С наступлением пенсионного возраста, не теряя ни одного дня, Джанпаоло стал преподавать русскую литературу в университете – сначала в генуэзском, потом в пизанском и вот уже много лет преподаёт в триестинском (хотя езды ему от Дженовы Куинто до Триеста восемь часов, с двумя пересадками).

За разговорами о Паоло, миланце, влюблённом в свою южную родину, о наших самаритянах Джанпаоло и Грациелле, об Апулии и вообще о южной Италии, так непохожей на знакомую мне северную и центральную, мы с Маранджи не замечали, как проходит день, – не знаю, когда он работал. Исколесили с ним всю Валь Д’Итрию. Благословенная земля, приветливые, общительные люди… Почва каменистая; из этих камней веков пять назад строили «трулли» – крестьянские дома с каменными крышами особой кладки, в виде шлема (секрет утерян, «труллари» – строители вымерли). Этих чудо-домов осталось под охраной государства 70 тысяч. Между ними – лесочки (с грибами!). Если распаханная, земля рыже-коричневая.

В таком трулло, но модернизированном, живёт и семья Маранджи (У каждого своя комната с санузлом). Его отрада – лошади. В конюшне двухлетка – серый, серебристый красавец и десять жеребят.

Под конец моему Маранджи захотелось поделиться своим московским при обретением с другими. Тёртый калач и друг советолога-русиста, он знал о спе ци фике советских граждан, пуще всего опасавшихся как бы не сказать чего-нибудь лишнего. Он сто раз просил моего согласия на встречу, переспрашивал, не передумала ли я, не боюсь ли, что это мне повредит. А мне не привыкать стать, я на преодолении страха собаку съела. Неужто потерять лицо, выставить отговорку? Ни за что!

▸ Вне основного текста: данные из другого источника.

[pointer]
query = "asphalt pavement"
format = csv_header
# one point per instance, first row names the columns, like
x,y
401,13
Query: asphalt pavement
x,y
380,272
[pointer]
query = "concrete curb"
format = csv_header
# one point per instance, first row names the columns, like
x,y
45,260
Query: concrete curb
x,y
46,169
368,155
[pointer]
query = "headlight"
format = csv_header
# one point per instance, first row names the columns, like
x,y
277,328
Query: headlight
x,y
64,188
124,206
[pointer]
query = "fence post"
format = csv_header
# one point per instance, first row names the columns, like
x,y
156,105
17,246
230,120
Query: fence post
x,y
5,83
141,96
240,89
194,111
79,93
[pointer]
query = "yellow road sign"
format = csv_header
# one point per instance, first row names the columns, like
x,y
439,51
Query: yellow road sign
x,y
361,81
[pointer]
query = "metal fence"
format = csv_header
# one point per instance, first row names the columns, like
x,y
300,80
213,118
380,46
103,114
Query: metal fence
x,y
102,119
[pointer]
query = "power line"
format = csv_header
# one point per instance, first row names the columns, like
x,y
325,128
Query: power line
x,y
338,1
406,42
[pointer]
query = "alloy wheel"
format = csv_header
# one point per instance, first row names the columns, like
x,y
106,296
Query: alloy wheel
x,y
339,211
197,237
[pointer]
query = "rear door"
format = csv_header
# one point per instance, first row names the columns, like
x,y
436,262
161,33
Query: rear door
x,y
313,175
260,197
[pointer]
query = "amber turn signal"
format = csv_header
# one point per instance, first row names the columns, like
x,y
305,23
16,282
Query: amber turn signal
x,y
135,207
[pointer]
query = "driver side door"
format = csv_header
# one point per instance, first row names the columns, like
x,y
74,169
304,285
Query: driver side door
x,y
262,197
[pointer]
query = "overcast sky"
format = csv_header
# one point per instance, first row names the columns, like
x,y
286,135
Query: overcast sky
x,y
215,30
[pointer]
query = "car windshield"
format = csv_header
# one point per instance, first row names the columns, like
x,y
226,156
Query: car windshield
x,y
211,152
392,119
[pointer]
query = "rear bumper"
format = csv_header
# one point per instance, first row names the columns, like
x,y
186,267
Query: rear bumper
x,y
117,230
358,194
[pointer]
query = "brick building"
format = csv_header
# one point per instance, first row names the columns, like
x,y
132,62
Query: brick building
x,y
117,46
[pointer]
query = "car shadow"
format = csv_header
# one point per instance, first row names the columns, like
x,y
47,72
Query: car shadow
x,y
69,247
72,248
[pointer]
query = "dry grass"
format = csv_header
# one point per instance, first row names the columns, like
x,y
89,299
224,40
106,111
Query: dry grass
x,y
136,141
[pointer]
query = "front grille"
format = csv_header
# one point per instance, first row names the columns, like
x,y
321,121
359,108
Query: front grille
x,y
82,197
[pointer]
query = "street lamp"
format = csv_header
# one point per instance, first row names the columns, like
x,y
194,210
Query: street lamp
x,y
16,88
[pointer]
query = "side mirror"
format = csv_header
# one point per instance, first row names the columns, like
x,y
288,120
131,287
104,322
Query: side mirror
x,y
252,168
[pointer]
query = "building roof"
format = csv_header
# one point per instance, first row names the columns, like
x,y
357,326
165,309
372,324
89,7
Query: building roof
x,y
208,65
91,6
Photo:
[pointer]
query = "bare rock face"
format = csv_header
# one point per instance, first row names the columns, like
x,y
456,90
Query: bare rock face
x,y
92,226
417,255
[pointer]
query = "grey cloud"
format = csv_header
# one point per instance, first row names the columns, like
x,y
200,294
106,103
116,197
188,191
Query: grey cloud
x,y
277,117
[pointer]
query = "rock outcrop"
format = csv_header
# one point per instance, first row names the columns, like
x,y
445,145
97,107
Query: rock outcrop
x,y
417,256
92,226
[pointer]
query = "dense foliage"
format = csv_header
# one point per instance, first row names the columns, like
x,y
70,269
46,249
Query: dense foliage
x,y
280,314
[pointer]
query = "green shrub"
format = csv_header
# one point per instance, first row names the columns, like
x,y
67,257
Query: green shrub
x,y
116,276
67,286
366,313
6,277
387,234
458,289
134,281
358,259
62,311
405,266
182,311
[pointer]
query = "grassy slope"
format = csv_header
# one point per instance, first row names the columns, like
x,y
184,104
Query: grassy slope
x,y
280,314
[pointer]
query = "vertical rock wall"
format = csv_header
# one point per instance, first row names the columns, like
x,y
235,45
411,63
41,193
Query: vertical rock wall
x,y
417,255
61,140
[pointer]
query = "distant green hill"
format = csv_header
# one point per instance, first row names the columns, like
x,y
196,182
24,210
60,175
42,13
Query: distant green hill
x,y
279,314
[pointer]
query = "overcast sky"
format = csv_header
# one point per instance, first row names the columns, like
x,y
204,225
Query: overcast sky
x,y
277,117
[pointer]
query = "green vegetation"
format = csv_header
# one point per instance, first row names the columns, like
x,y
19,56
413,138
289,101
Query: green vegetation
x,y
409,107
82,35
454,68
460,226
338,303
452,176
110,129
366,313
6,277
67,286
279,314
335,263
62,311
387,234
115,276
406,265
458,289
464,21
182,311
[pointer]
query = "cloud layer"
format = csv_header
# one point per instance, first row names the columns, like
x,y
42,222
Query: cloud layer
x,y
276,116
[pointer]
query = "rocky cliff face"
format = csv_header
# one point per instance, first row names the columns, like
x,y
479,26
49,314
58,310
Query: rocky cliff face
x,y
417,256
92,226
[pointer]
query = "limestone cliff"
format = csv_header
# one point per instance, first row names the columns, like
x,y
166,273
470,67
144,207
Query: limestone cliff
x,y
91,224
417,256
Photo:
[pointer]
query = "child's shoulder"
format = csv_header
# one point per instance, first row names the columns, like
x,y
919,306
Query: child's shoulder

Девять часов вечера, светит совершенно оперная луна. Трулло Маранджи, в двух километрах от Мартины Франки, стоит на холме; перед трулло просторная лужайка, по бокам две мощные пинии; под холмом, как табун лошадей, сгрудились автомобили. Съехалась местная интеллигенция – из Бари, из Трани. На чём полсотни мужчин и женщин сидели, не помню. Прямо на траве? Помню, как менялась, порой накаляясь, температура встречи. Первым задавший вопрос полковник карабинеров в отставке, чемпион конного спорта, начал с ехидной преамбулы – де, если что, вы можете не отвечать, я человек начитанный, знаю, как у вас там обстоят дела… Я прервала его на полуслове:

– Господа, я привыкла всегда и везде говорить то, что думаю, и, главное, только то, что знаю. В противном случае наша встреча не имела бы смысла.

Оживление в «зале», гул одобрения. Маранджи не успевает записывать вопросы. Преподавательница истории хочет знать, как в СССР обстоит дело с феминистским движением; юрист из Бари – правда ли, что в СССР практиковался закрытый суд в отсутствие подсудимого; директор лицея – как оценивают русские читатели современную итальянскую литературу; левонастроенные начинали вопрос с утвержде ния типа «советское просвещение (здравоохранение, социальное обеспечение и пр., и пр.) лучшее в мире»…

Поскольку я резала правду матку, аудитория расслаивалась, в зависимости от собственных взглядов. Несколько раз обо мне вообще забывали, чтобы сцепиться между собой.

– Ты бы лучше помолчал! – одёрнул Маранджи крикуна, несколько раз ни к селу ни к городу выкрикивавшего: «Всё равно Советский Союз в тыщу раз лучше Америки!»

Досидели до часу ночи.

На круг единомышленников у меня оказалось больше. Лошадник-полковник карабинеров, столь полемичный вначале, кончил куртуазно:

– Я весь вечер любовался вашими тонкими щиколотками. (!)

Откровенные почитатели назавтра прислали немыслимой красоты и величины букеты, украсившие reception отеля дель Эрба, – назавтра я улетала в Милан.